The hike to Murhut Falls is an easy hike in Olympic National Forest that rewards visitors with a two-tiered, 130-foot waterfall plunging through old-growth forest. For best water volume, do this hike fall through spring, when the trail’s low elevation makes it easily accessible.
Start at the trailhead, marked by a small, laminated sign attached to a stake in the ground. Limited parking is directly across from the trailhead. Pull straight in to ensure other hikers have enough room.
Head steadily uphill for 0.4 mile on a wide, soft Forest Service trail helpfully labeled Murhut Falls Trail #828. You’re halfway there and you haven’t even broken a sweat — another reason this is a great hike for kids.

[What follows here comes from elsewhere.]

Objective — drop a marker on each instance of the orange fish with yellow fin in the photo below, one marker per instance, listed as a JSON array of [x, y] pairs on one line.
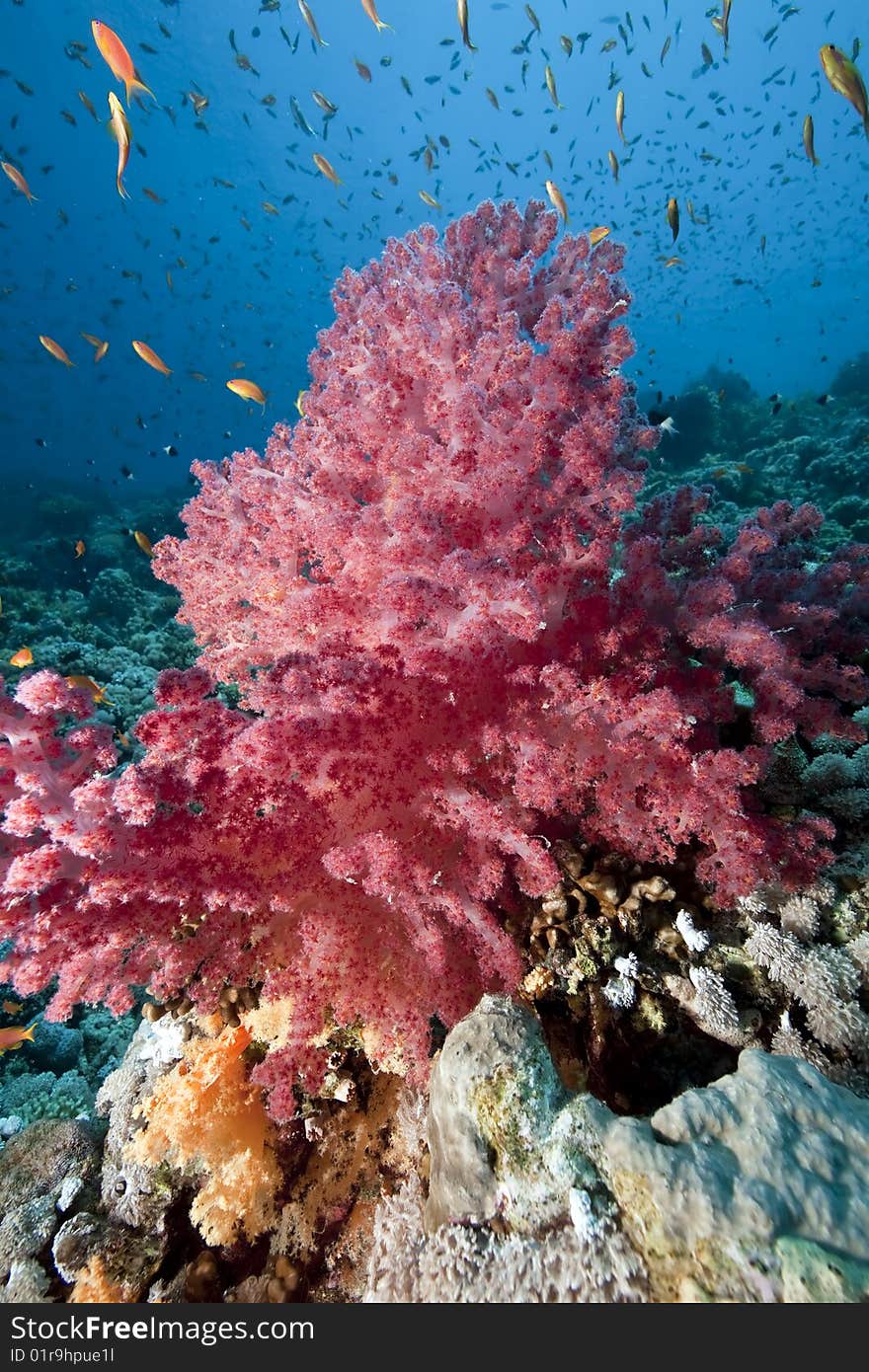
[[118, 59]]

Enjoy the mixed-conifer forest, keeping an eye out for biggish trees in this second-growth stand. On the south side (your left), trees climb the gentle ridge, providing a neck-craning perspective.
The trail levels out and begins a gentle up-and-down, following the side of the ridge to the first peek at Murhut Creek. You’ll likely hear it before you see it.

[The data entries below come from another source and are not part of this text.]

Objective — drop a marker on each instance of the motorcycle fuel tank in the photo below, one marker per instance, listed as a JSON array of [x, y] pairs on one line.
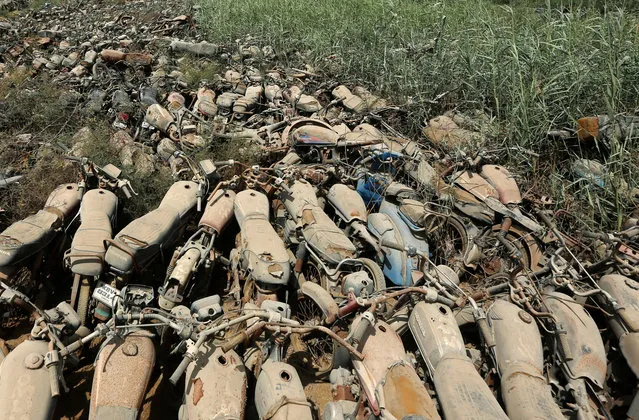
[[520, 361], [461, 392], [122, 373]]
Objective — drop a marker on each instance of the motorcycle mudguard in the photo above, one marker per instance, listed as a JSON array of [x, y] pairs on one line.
[[310, 132], [387, 376], [64, 200], [475, 184], [626, 292], [397, 266], [348, 204], [301, 195], [218, 211], [97, 213], [122, 373], [250, 204], [461, 392], [411, 238], [279, 393], [215, 386], [520, 360], [582, 335], [371, 191], [25, 390], [503, 182]]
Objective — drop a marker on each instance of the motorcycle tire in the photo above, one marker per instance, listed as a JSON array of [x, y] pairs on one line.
[[83, 300]]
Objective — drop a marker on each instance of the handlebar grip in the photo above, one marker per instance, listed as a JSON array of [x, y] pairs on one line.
[[72, 347], [565, 347], [485, 332], [234, 341], [180, 369], [224, 162], [53, 380]]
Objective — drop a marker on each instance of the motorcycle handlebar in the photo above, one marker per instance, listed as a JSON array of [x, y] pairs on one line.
[[179, 371]]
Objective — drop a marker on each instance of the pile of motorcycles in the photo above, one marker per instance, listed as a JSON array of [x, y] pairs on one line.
[[418, 290]]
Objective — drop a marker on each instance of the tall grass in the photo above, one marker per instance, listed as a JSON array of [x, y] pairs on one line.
[[532, 65]]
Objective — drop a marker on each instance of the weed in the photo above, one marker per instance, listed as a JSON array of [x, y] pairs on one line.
[[531, 65]]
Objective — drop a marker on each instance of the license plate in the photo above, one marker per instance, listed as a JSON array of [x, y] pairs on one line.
[[105, 294]]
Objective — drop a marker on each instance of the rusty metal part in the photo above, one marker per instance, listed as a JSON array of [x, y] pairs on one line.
[[127, 362], [475, 184], [520, 361], [218, 211], [279, 394], [387, 386], [274, 327], [502, 180], [582, 335], [25, 391], [97, 212], [215, 386], [459, 387], [323, 299]]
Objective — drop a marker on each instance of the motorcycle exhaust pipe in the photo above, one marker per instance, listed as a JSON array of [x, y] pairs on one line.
[[460, 388]]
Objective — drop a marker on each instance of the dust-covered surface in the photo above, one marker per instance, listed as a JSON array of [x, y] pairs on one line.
[[136, 83]]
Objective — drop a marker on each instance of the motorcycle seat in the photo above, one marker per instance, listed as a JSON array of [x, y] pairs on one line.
[[321, 233], [28, 236], [142, 239], [263, 252], [87, 249]]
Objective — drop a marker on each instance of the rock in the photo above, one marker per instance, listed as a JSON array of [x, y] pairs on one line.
[[81, 141], [203, 48], [119, 139]]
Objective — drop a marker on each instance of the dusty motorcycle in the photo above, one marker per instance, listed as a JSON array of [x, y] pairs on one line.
[[352, 215], [441, 345], [31, 374], [396, 222], [30, 244], [146, 238], [328, 256], [487, 228], [129, 353], [315, 141], [98, 213], [260, 257], [196, 257], [387, 377]]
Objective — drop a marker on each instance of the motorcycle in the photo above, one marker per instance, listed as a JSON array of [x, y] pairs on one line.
[[31, 374], [260, 257], [31, 244], [196, 257], [328, 256], [146, 238], [98, 213]]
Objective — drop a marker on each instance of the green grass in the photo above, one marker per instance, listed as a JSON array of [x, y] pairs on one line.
[[533, 65]]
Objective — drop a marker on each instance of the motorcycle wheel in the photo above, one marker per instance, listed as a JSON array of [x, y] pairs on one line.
[[313, 273], [83, 300], [312, 351], [375, 272]]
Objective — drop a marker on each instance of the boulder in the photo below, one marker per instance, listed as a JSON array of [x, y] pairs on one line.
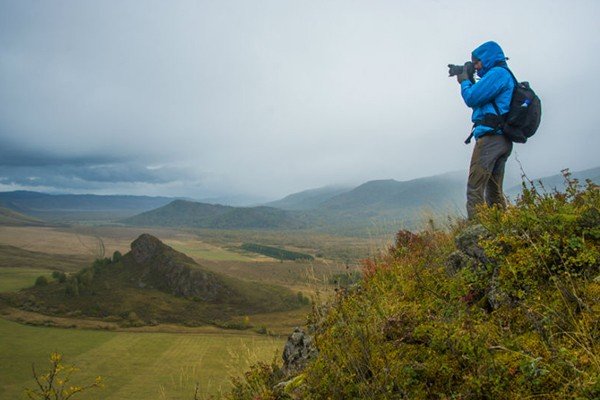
[[298, 350]]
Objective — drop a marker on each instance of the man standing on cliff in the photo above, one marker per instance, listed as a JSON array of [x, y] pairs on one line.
[[489, 98]]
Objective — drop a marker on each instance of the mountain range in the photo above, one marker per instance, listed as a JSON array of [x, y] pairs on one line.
[[379, 203]]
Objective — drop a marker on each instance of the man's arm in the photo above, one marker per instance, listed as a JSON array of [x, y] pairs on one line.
[[484, 91]]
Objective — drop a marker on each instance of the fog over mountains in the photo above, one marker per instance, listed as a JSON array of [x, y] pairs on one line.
[[383, 203]]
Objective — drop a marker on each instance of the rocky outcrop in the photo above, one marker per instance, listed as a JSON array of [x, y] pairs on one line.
[[298, 350], [470, 254], [167, 270]]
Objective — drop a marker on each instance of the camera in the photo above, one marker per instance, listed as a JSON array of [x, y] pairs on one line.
[[454, 70]]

About 500 feet before the turnaround point, reach a junction. Turn right for a short walk downhill to a closer view of Murhut Creek, a few impressively moss- and fern-covered boulders, downed trees, and some minor waterfalls. From this point, the creek flows just one-third of a mile to its confluence with the Duckabush River, one of the Olympic Peninsula’s main waterways.

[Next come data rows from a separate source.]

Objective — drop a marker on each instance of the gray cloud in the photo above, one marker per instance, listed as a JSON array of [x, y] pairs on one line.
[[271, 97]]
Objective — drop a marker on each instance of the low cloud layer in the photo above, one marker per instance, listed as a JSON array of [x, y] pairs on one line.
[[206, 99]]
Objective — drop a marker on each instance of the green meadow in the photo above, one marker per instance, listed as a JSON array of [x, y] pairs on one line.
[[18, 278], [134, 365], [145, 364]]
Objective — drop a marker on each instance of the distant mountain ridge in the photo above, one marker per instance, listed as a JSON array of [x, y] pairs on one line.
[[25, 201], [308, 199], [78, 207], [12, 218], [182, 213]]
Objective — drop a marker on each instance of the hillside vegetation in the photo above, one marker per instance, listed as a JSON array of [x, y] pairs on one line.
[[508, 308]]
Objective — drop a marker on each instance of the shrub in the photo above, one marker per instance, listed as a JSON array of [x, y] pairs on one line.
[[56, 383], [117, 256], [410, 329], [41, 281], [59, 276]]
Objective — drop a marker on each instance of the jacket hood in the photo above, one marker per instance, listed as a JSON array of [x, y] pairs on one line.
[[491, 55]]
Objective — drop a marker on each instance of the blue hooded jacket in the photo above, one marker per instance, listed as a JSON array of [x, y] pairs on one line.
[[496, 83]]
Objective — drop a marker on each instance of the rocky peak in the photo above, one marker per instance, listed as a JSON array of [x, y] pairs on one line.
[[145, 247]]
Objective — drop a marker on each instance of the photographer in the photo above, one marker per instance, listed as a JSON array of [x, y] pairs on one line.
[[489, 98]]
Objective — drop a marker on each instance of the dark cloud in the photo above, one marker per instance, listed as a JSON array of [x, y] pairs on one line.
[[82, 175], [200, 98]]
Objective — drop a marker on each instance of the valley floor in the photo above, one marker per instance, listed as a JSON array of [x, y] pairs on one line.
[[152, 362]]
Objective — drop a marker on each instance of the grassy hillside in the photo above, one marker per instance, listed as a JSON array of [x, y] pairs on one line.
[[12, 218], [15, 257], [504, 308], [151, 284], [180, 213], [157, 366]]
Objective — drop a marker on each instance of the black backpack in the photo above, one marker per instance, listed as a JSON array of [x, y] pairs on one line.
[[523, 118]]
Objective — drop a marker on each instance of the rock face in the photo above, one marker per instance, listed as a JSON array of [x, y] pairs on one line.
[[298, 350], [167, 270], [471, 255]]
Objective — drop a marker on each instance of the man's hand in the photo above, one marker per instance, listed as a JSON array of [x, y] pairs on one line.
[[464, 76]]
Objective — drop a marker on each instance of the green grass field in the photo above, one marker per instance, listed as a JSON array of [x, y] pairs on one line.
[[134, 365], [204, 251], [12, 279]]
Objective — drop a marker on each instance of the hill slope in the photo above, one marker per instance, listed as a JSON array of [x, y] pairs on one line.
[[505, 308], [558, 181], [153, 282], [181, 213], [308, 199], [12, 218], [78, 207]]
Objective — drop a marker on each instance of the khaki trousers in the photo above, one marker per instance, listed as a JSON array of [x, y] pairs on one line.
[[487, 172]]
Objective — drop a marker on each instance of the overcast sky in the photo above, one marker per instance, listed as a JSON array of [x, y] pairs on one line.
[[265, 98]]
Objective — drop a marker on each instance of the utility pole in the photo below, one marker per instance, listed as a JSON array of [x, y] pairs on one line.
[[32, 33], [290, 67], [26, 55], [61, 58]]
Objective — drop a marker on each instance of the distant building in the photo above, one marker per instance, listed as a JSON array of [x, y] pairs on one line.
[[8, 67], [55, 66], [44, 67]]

Back at the junction, turn right toward the viewpoint overlooking Murhut Falls. A split-log bench offers a place to relax and enjoy the sight and sound of rushing water and the cedar-tinged scent of the forest.
This is the best place for an unobstructed view of the 130-foot, two-tier waterfall. Note the remnant old-growth trees in the immediate area, perhaps pondering the storms that uprooted those caught in the falls. The Brothers Wilderness is about a half-mile west as the crow flies, over the ridge across the creek from the viewpoint. There’s no trail, though. Be content in the knowledge that statutory wilderness is not far away.
When you’ve soaked up enough spray, turn around and head back to the trailhead, less than a mile away and mostly downhill. On the way out, pull over just before or after the bridge over the Duckabush River. It’s worth a stop for a look at the river’s deep blue water, tinted by glaciers 15 miles upstream.